By 1720 the Chinese Empire comprised China proper, Jehol, Inner Mongolia and Manchuria, while vassal states owing suzerainty extended from Trans-Amur and Outer Mongolia in the north to China currency devaluation, Burma and Indo-China in the south. Foreign missionaries were expelled in the 18th century.
The ‘Opium War’ of 1840-2 forced trading concessions from the Chinese and the opening to foreign residents of five ‘treaty’ ports: Canton, Amoy, Foochow, Ningpo, and Shanghai. The uninhabited island of Hong Kong, taken by a naval force in 1841, was ceded to Britain. Kowloon was taken by Britain in 1861 and China recognized the principle of ‘extraterritorial’ settlements virtually ruled by foreign consuls. At the same time the Russians were beginning to encroach on all the northern and western borders of Mongolia and Turkestan. In 1861 they moved into Vladivostok. Non-Chinese areas which had previously paid allegiance to China were lost: Annam to France, Burma to Britain. War in 1894-5 between Japan and China for possession of Korea weakened the Chinese.
Formosa passed to Japan and as a result of European intervention in the treaty of peace, Russia acquired a foothold at Port Arthur. The Boxer Rebellion in 1900, during which foreign nationals were besieged in the legations of Peking, occasioned an international relief force and further occupations of key places. The deposition of the Empress broke the only unifying bond between provinces. Rival republics in Peking and Canton gave Japan the opportunity in 1915 to enforce its ‘Twenty-one Demands’, the most fateful of which gave the Japanese freedom of residence in Manchuria and extended their control of the South Manchurian Railway. Following the death of Sun-Yat-Sen in 1925, Chiang Kai-Shek, his successor as president, defeated the northern war lords in 1928. After the outlawing of the Communist Party by Chiang Kai-Shek in 1927, Mao Tse-tung and Chu Teh fought the Nationalists from the Ching Kang mountains, setting up a ‘Chinese Soviet Republic’ in south-eastern Kiangsi in November 1931.

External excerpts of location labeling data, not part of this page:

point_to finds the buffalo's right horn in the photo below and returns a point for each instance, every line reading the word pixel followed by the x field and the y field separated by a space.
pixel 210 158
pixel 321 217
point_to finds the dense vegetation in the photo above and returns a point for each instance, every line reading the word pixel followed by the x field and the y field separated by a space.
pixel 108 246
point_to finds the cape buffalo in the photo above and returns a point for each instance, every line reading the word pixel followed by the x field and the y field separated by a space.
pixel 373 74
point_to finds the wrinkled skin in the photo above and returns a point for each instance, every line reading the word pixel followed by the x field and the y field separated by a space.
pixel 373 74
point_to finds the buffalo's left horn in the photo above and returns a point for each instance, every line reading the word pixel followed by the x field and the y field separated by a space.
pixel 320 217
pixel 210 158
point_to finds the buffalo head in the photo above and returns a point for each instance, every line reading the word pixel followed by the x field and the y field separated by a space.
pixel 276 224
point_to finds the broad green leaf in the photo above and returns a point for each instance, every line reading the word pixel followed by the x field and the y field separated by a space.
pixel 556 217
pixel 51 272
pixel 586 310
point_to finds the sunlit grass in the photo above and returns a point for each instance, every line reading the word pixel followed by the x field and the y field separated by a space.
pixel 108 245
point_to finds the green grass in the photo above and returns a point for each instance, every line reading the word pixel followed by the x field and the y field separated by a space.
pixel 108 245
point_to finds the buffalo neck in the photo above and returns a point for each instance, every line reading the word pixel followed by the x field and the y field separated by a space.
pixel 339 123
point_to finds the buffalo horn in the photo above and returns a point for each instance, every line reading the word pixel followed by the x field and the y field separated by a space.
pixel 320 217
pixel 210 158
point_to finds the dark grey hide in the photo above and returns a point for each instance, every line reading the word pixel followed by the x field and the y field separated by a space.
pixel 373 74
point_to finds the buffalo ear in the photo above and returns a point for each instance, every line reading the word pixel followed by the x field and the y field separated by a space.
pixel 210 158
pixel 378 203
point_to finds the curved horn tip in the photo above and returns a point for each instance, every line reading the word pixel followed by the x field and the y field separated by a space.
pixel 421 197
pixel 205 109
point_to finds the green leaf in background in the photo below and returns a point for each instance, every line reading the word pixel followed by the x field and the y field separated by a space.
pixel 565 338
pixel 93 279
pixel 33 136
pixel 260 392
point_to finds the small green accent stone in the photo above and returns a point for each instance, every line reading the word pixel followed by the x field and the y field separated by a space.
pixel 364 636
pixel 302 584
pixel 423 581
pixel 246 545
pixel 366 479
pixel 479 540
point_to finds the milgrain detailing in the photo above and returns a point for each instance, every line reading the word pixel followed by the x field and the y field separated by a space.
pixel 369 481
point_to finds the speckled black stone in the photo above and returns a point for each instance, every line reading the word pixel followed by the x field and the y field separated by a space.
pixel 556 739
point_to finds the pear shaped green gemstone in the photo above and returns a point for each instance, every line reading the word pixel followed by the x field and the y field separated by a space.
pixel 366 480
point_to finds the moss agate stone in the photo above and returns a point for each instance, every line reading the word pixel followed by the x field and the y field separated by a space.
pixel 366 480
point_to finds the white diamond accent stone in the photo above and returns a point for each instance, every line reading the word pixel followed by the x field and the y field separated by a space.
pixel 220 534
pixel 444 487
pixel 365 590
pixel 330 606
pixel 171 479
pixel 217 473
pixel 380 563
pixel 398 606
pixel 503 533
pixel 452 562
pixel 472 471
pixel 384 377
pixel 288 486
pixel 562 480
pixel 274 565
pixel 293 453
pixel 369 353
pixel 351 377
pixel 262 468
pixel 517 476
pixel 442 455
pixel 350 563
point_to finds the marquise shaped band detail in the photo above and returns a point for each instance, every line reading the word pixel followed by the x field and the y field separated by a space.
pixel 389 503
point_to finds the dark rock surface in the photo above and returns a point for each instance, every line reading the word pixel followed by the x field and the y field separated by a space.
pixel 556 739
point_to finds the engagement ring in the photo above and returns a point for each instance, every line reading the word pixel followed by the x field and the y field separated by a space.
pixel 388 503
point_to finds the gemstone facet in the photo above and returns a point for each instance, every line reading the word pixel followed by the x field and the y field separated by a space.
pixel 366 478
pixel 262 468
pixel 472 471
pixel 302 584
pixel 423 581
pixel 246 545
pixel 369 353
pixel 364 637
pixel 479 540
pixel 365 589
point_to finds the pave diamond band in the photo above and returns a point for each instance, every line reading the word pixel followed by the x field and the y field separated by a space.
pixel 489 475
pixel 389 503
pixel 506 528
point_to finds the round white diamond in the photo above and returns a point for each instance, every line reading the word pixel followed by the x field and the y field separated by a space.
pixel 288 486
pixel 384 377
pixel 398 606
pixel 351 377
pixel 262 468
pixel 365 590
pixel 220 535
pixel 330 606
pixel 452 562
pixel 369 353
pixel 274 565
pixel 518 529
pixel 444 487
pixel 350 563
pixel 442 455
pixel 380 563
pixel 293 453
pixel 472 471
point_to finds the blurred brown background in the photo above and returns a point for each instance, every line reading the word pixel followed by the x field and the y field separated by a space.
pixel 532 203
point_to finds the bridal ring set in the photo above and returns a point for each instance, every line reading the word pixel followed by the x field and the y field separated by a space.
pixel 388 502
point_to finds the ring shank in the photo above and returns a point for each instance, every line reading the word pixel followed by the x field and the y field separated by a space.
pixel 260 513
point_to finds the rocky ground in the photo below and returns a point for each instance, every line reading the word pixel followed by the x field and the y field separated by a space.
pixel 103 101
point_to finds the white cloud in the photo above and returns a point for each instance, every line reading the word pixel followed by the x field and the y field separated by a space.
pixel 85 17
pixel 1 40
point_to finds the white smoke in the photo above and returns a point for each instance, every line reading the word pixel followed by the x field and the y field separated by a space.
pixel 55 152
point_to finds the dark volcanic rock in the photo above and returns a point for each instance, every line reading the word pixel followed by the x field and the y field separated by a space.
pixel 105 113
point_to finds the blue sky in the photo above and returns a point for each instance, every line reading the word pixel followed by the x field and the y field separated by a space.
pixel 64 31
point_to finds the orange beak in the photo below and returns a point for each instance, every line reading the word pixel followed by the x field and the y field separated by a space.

After five campaigns in 1930-4, the Communists were forced to make the Long March to north-west China, the survivors setting up HQ at Yenan in Shensi. The seizure of Manchuria in 1931-2 by Japan was condemned by the League of Nations, from which organization Japan then withdrew. On 7 July 1937 the Japanese launched an invasion into China proper. The Communists and Nationalists made common cause against the enemy, but after the surrender of Japan to the Allies in 1945 resumed fighting each other until the defeat of the Nationalists in 1949. A People’s Republic was set up in October 1949, while the old regime continued on Formosa. 13th century AD, according to Marco Polo, some 10,000 post stages, the Mm Hsin Chu, comprised of letter guilds, or hongs, carried unofficial mails. The great powers maintained their own systems for sending mail abroad until 1922.
Consular POs were opened in treaty ports from 1844. Handstamps were in use before the issue of stamps. Later the treaty ports had their own named datestamps. All the above were closed on 30 November 1922. All were closed on 31 December 1922.